Stocks go up because their earnings go up. Growth stocks go up not only based on today’s numbers but what the company and the analysts following it see for the future. As the future brightens, the shares go up in anticipation of those rising earnings. I believe that today’s market – and for some time to come – will see growth stocks at the fore. That’s one reason the NASDAQ is doing so well is that the Index is primarily growth and tech issues, aka, market leaders.

As I look at the markets from my perspective of 36+ years of day-to-day participation and advising, I am quite convinced that we’re going to see the economy grow much more than what the prevailing wisdom has it…and ahead of this growth, the equity markets will improve very nicely.

Here’s a few reasons why I quite comfortable saying this. Look for continuing drops in business inventories; increasing exports; home building to bottom soon and begin to rise as starts must rise a lot, just to get to normal and that consumer spending will continue to rise as well.

Bottom line. Get your money out of the First National Mattress and put it to work for you now.

Tea Leaf Readings
(I use this term to describe quotes from a number of opinion leaders about current market and economic events – what they see happening now and their expectations.)

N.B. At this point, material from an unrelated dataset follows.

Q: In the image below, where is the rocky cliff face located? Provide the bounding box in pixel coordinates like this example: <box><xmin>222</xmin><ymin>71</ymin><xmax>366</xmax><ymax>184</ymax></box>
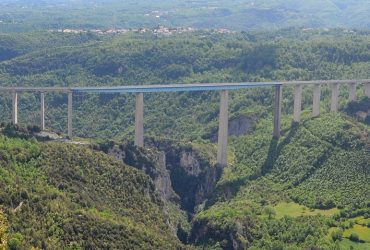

“You’ve got a corporate America that’s poised for growth coming into the second half and the first half of next year. Inventory levels are down, companies have right-sized their levels of employment. You’re going to be in place for an explosive growth in a couple of quarters and the best upside surprise will be in technology.” - Art Hogan, managing director, Jefferies

“While markets remain fragile and we recognize the challenges the broader economy faces, our second quarter results reflected the combination of improving financial market conditions and a deep and diverse client franchise." - Lloyd C. Blankfein, Chief Executive, Goldman Sachs Group (announcing profits jumping 65% from a year earlier)

“The Great He-Cession - The unemployment rate for men hit double-digits, 10%, in June, while for women it's 7.6%. The industries that tend to employ lots of men, such as construction and manufacturing (and auto dealerships), have suffered deeper job cuts in the recession than the education and healthcare jobs that employ more women.” – Wall Street Journal

“Crude oil will collapse to $20 a barrel this year as the recession takes a deeper toll on fuel demand. A crude surplus of 100 million barrels will accumulate by the end of the year, straining global storage capacity and sending prices to a seven-year low. Supply is outpacing demand by about 1 million barrels a day.” - Philip Verleger, academic and former US government adviser (He correctly predicted in 2007 that prices were set to exceed $100.)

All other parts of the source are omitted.